Strong family support
Plans for Salihin’s expedition would not even have come into existence if not for his stepmother, who was initially approached by Dee.
“I wasn’t too worried about him going,” said Junaini, who had confidence in Salihin’s fitness — for not a day goes by without him engaging in some kind of physical activity. “As long as he trains well, I was sure he wouldn’t have a problem,” she added, agreeing to the trip even before Salihin himself knew about it.
“She (Junaini) came and told me I was going, and I said, ‘Why did you say yes when I haven’t even said yes or no?’” exclaimed Salihin. “I was quite shocked when she told me I was going to climb the mountain,” he added with a laugh.
With four stepbrothers and a younger sister, Salihin can count on the support of a large family. The maroon-painted wall in the family’s living room is dominated by a large square frame containing a collage of pictures and coverage on Salihin’s arduous climb. In a smaller frame beside the collage are the details of the Stars of SHINE 2011 award he received from the National Youth Council last year.
While Salihin has no plans to trek any more mountains in the near future, Junaini is proud of what he has achieved.
“I do feel proud of him, and I hope he will achieve more and more success in whatever he does,” she says.
Awareness for Special Olympians
Salihin is the first Special Olympian in Asia to conquer Mount Kilimanjaro, and his story helps raise greater awareness of intellectually-disabled athletes in Singapore.
Like the Olympics, the Special Olympics World Games are held every four years, with its most recent installment held in Athens, Greece, between late June and early July last year. Singapore’s contingent of 45 athletes with intellectual disabilities returned with an impressive 37 medals from the Games — 12 gold, 13 silver and 12 bronze medals.
Salihin is one of some 1,500 Special Olympians in Singapore, many of whom are, like him, completely physically fit, although they would have differing types of intellectual disability. They train under Special Olympics Singapore, an organisation that operates independently of the Singapore Disability Sports Council, the latter of which serves people of all types of disabilities.

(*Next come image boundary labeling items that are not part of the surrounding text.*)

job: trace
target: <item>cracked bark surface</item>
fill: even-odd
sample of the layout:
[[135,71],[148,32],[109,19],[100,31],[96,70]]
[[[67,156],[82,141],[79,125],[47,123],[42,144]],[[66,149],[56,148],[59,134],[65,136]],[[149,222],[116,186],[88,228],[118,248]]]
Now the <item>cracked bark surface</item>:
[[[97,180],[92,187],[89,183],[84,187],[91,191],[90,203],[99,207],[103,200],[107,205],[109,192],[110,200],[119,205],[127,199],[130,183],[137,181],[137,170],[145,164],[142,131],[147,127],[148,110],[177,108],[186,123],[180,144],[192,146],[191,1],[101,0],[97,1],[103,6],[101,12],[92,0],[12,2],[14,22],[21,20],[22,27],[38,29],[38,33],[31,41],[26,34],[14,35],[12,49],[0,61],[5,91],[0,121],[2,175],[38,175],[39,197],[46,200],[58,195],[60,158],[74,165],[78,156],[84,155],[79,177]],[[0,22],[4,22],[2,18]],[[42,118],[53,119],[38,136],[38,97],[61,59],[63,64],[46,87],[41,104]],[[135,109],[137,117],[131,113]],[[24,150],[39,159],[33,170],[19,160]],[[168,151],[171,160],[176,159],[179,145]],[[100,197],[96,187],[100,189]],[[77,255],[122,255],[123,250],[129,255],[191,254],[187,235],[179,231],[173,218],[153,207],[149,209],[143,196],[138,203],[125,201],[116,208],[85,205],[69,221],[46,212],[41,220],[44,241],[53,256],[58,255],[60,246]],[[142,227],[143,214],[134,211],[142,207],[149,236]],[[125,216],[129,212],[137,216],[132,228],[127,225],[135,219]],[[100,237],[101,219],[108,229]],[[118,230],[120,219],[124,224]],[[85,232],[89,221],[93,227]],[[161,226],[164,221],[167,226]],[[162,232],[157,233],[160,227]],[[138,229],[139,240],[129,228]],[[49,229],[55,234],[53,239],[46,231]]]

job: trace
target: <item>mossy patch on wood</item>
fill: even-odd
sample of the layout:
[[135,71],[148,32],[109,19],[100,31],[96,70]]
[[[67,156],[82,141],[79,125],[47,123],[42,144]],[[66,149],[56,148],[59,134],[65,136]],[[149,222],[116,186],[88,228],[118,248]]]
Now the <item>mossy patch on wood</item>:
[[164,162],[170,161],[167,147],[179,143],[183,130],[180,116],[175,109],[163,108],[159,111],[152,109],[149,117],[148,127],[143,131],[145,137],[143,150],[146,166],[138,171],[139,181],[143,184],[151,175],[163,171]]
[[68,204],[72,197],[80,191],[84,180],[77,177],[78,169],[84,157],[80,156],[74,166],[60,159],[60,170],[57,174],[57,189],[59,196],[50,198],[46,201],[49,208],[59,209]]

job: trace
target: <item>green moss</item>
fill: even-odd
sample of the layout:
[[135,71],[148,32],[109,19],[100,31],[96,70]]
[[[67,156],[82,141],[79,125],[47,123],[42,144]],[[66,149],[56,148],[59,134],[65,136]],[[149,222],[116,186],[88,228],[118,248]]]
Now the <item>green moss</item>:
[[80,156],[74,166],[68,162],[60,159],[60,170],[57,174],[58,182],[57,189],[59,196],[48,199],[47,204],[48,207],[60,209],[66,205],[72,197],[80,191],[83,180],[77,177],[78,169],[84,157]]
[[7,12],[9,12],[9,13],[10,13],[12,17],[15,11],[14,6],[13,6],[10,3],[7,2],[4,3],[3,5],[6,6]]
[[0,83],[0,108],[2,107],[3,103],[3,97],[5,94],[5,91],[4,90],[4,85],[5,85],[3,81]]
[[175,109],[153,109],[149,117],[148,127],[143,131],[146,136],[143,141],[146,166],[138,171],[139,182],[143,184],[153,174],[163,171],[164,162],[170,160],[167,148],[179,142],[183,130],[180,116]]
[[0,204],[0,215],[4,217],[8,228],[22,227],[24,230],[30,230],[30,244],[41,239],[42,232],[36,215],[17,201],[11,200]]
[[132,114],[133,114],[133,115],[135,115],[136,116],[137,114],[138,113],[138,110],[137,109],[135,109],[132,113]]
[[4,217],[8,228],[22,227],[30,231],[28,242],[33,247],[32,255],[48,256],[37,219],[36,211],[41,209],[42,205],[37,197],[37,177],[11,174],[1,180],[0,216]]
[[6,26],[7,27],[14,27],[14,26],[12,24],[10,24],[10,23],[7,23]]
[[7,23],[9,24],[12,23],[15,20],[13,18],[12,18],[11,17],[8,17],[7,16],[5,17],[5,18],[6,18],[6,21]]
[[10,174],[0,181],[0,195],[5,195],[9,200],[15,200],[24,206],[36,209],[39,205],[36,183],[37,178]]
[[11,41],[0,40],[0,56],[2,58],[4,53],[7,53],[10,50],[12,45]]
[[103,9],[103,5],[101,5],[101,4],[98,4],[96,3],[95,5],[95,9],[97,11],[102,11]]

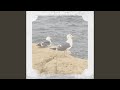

Special Olympics Singapore trains its athletes in eight sports, currently — namely aquatics, athletics, badminton, bocce, bowling, equestrian, floor hockey and soccer. It relies heavily on volunteers to train their young athletes in particular, however, and Salihin sometimes helps his badminton coach with younger players in honing their techniques.
In Singapore and around the region, national multi-sport meets are organised every four years as well, and local Special Olympians compete against others from the Asia-Pacific. At these, Salihin has won five medals in badminton and swimming, with his two bronze medals in badminton attained at the 2003 World Summer Games in Ireland.
Of his athletic achievement thus far, Salihin says he feels very proud and excited each time he gets the opportunity to represent Singapore.
“Even if I lose, it’s okay, it doesn’t matter,” he says, adding that he hopes to inspire more young athletes to strive toward greater heights.
“Anyone can do it, as long as you train hard and don’t give up.”